Mearsheimer denies any intrinsic hostility to Jews or Israel. But exposure of negative comments he made about Jews in a speech to an Arab group and his endorsement of a book by fringe anti-Jewish writer Gilad Atzmon, casts doubt on Mearsheimer's supposed dispassionate analysis.
A concealed hostility towards Israel is made clearer by the emphasis both Waltz and Mearsheimer give to the charge that Israel's alleged nuclear weapons are the real source of instability in the region. Dov Zakheim effectively countered this argument. To Mearsheimer's claim that an Iranian nuclear bomb would enhance stability, Zakheim countered that widespread proliferation would likely follow. In fact, Saudi Arabia and others in the region have already hinted at this. The Saudis, in particular, have expressed extreme concern with the Iranian nuclear project. It is notable that Israel's alleged nuclear weapons did not motivate the surrounding Arab states to successfully procure or produce their own nuclear weapons. Iraq had a program that was effectively ended by an Israeli air attack. The Iraqi program could have been motivated by enmity with Iran as well as seeking parity with Israel. Other unsuccessful efforts include Iranian-allied Syria and an abandoned Libyan project under Moammar Qaddafi. But the Iranian nuclear threat seems to have raised the stakes in the region, something Mearsheimer concedes.

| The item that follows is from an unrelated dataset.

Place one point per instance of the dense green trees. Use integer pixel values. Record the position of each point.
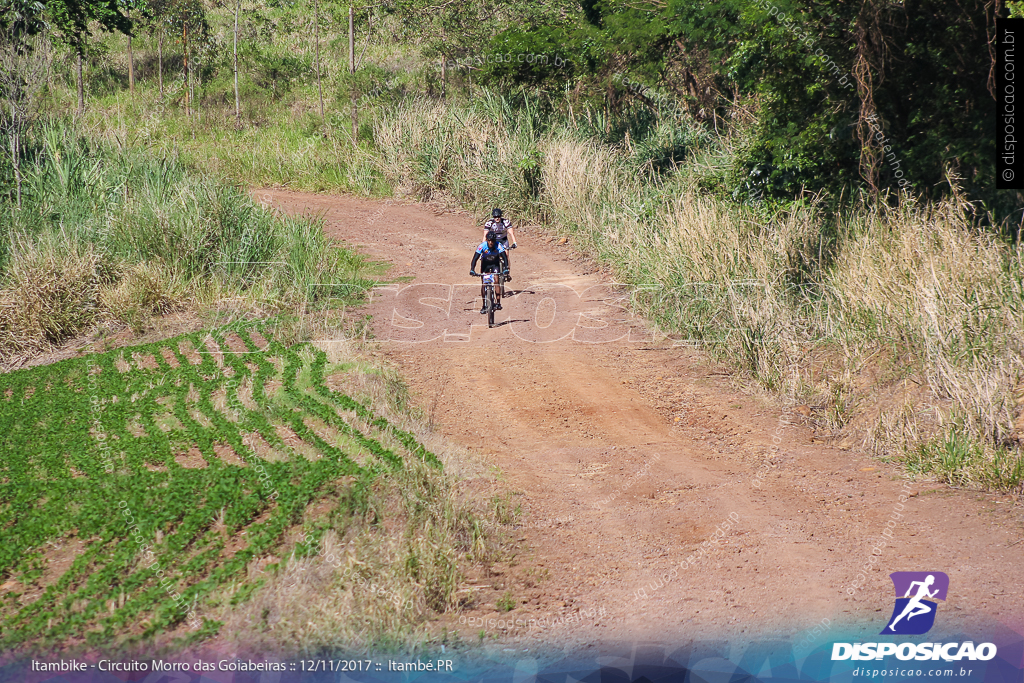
(875, 94)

Zakheim also refuted Mearsheimer's argument about Israel's weapons as the main source of regional instability. Any serious recounting of major wars erupting in the greater Middle East over the last half-century provides irrefutable evidence that such conflicts have little or nothing to do with Israel. The Iran-Iraq war, wars in Kuwait, Iraq, Afghanistan, Turkish suppression of the Kurds and intractable civil wars in Yemen, Algeria, Sudan, Syria, Iraq and Libya have caused far in excess of a million fatalities. None of these wars are connected to the Arab-Israeli conflict.
The fatuousness of Mearsheimer's and Waltz's claim that Israeli nuclear weapons are a principle source of Middle Eastern instability prompted a sarcastic rebuke from Zakheim:
Yes. In fact, what he said is that it's caused instability, Israel has, for the last 40 years. So, therefore, Israel's nuke  weapons caused the Iran-Iraq war of the 1980s. It caused Saddam Hussein's invasion of Kuwait in 1990. It's caused the Arab spring and all the instability that has taken place there. Of course it's the cause of the Syrian civil war as well. Look at all the things the Israeli nuclear weapons have caused.

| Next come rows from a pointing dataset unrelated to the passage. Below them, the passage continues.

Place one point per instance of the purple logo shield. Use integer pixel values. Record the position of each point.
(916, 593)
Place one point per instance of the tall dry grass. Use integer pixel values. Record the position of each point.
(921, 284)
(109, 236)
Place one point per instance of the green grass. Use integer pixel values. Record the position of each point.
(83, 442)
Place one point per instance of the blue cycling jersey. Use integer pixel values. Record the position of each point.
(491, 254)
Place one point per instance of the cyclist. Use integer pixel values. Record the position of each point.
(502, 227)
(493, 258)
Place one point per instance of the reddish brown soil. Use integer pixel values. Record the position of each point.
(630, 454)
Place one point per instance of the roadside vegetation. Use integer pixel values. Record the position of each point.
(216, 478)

But Zakheim's sarcasm may have been shortsighted. The fact that Mearsheimer's argument is easily refuted should be cause for some caution. On a purely factual level, Mearsheimer's argument is weak, but as part of a public relations scheme to persuade Americans to go soft on the Iran's nuclear weapons drive and isolate Israel it is more plausible.

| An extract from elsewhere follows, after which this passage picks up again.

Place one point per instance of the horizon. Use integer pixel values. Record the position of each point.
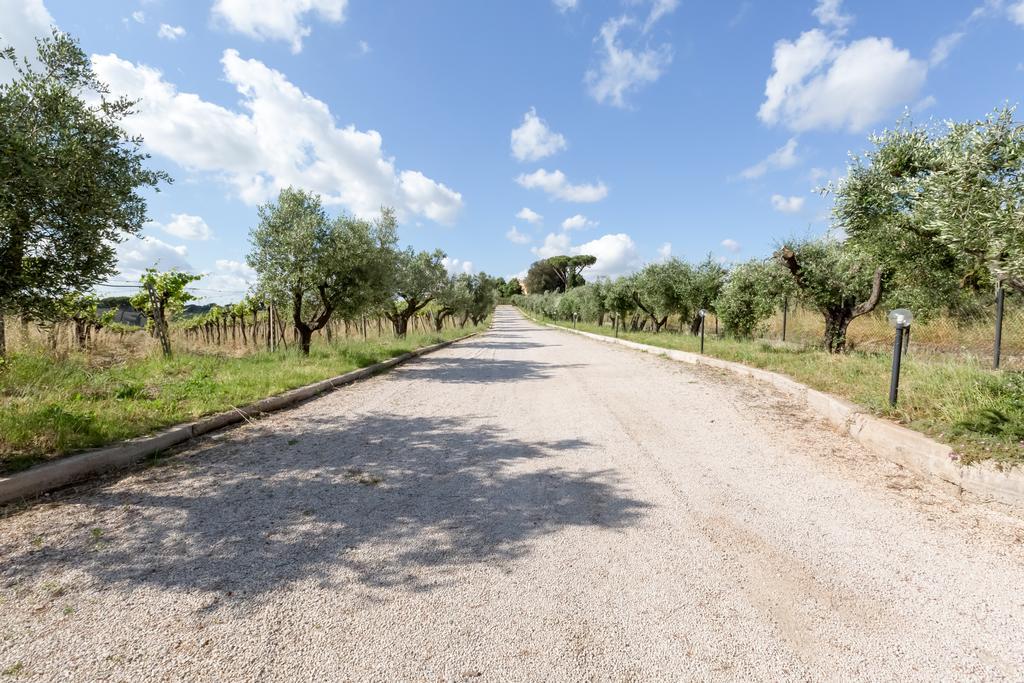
(632, 131)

Woodruff's summation of the discussion was that it was "a very tough subject." An on-line commenter named John Hay disagreed:
PBS's Mearsheimer-Zakheim exchange was worthwhile only to the extent of exposing the unreliable and unrealistic views of Mearsheimer and Waltz. But to the extent that moderator Woodruff's summing up the issue of Iranian and Israeli nuclear weapons capabilities as "a very tough subject" reflects thinking in the network news operation, it was disturbing.